My faithful '03 MM has now accumulated just under 200,000 miles. I bought her in 2007, when she had only about 110,000. I won't lie and say the car has "always been stored in a heated garage ..." the way a lot of For Sale ads read. True, she has spent at least half her life, including the last 8 years, in a series of unheated garages, but for the rest of the time she has waited for me in hot, cold, wet, and snowy weather, and fired right up when needed. She has been a faithful daily driver, with no significant problems in a long time. The engine has never been opened up, the exhaust is all original, and fluids have been replaced on a regular, although badly documented basis. I had just pulled the car into the garage here at home last week when the guides gave up the ghost. It sounded like a bunch of ball bearings whizzing around in a 55 gallon drum. I was able to shut the engine off immediately, and I did not hear or feel anything like a piston-valve interference.

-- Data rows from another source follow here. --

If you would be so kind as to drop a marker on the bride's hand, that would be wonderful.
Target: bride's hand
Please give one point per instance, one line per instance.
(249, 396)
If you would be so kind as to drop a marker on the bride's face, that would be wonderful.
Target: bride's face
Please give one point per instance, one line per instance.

The time has come to replace the cam chains and guides, and probably the oil pump as well. I’d like to keep the car if I can, but I need some help, OK a lot of help to get her going again. I’m 75 and partially disabled due to multiple back surgeries and a brain bleed that triggered a kind of stroke. I need either someone in the area who knows how to do this work, and would accept some kind of compensation TBD for travel and work performed, or a reliable shop somewhere within a hundred miles that will accept Carshield insurance. The car can’t safely be driven, of course, without inviting disaster, and a hundred miles is the limit for AAA to tow / flatbed a member car. Other than those choices, I am open to any and all suggestions or offers of help. Without the MM, I have no transportation, as my Crown Vic has suffered a series of disasters of her own rendering her unusable, and Warsaw, Indiana has no public transportation.